"A mother is a person who seeing there are only four pieces of pie for five people; promptly announces she never did care for pie-"
- Tenneva Jordan
I hope that each of you reading this blog had a wonderful Mother's Day. After enjoying brunch in the morning, then a barbecue in the afternoon, I came home to bake a pie. Actually, a tart. It was relaxing, therapeutic, and it made everyone happy. I also think it was a nice way to honor both of my pie-loving grandmothers watching from above. My grandmother, "Nonny", did so much for us all growing up (just look at the diapers and baby pants hanging on the clothesline behind us!)
Cut a sheet of parchment paper to fit on a cookie sheet. Flour your hands and a rolling pin. Gather the dough up into a ball, and flatten into a disk on a floured counter top. Roll into a 12 inch circle. Transfer the dough onto the parchment lined cookie sheet, place in the fridge while you make the filling.
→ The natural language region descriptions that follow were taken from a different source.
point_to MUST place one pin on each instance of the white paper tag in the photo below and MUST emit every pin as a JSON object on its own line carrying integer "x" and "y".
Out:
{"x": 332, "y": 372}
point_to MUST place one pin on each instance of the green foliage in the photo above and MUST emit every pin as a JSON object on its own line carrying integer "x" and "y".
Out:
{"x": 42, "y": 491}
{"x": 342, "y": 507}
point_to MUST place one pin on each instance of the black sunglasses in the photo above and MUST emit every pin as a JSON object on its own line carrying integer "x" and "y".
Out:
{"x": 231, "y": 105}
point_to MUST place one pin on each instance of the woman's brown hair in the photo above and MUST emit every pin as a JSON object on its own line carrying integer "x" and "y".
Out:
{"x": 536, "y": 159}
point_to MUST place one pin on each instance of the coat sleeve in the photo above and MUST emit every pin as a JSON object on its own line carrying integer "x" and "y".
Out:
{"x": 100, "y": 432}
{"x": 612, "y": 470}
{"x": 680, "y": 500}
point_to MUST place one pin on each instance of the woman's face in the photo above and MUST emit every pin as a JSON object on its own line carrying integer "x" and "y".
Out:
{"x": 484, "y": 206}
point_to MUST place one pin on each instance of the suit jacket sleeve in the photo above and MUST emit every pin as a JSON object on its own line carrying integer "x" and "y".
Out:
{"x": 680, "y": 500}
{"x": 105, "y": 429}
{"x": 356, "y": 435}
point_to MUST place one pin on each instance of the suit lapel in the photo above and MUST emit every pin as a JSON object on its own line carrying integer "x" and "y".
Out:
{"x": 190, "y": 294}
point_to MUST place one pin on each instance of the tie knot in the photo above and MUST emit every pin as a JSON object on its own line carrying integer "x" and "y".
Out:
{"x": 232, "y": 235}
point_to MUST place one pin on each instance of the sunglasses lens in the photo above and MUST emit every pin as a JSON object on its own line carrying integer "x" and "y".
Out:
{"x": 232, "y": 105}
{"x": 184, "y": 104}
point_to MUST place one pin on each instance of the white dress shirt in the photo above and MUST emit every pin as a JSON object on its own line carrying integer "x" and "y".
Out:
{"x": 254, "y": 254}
Heat the oven to 375 degrees.filling: Wash and hull the strawberries. Halve 1/2 pound of the berries into a bowl and set aside. Now quarter the remaining berries lengthwise into a large bowl. Sprinkle with the sugar, cornstarch, lemon zest, and pinch of nutmeg. Cut the cold butter into small pieces right over the berries, then gently toss to coat. Remove the dough from the fridge. Pile berry mixture in an even mound in the center of the dough (leave about 2 inches of dough edge). Gently lift the dough edges up and onto the filling.
Pat the crust gently to firm up around the berries. Brush dough with the beaten egg, then sprinkle with 2 tablespoons of sugar.
Bake about 35 minutes, or until crust is golden and filling is bubbling. Remove from the oven and cool about 15 minutes. When the pie is cooled, microwave the 2 tablespoons of jelly until bubbling and watery. Whisk until smooth.
Arrange remaining halved strawberries cut side down on top of the cooked filling. Lightly brush berries with the warm jelly. Cool completely (room temperature).
Serve with ice cream, cool whip or whipped cream.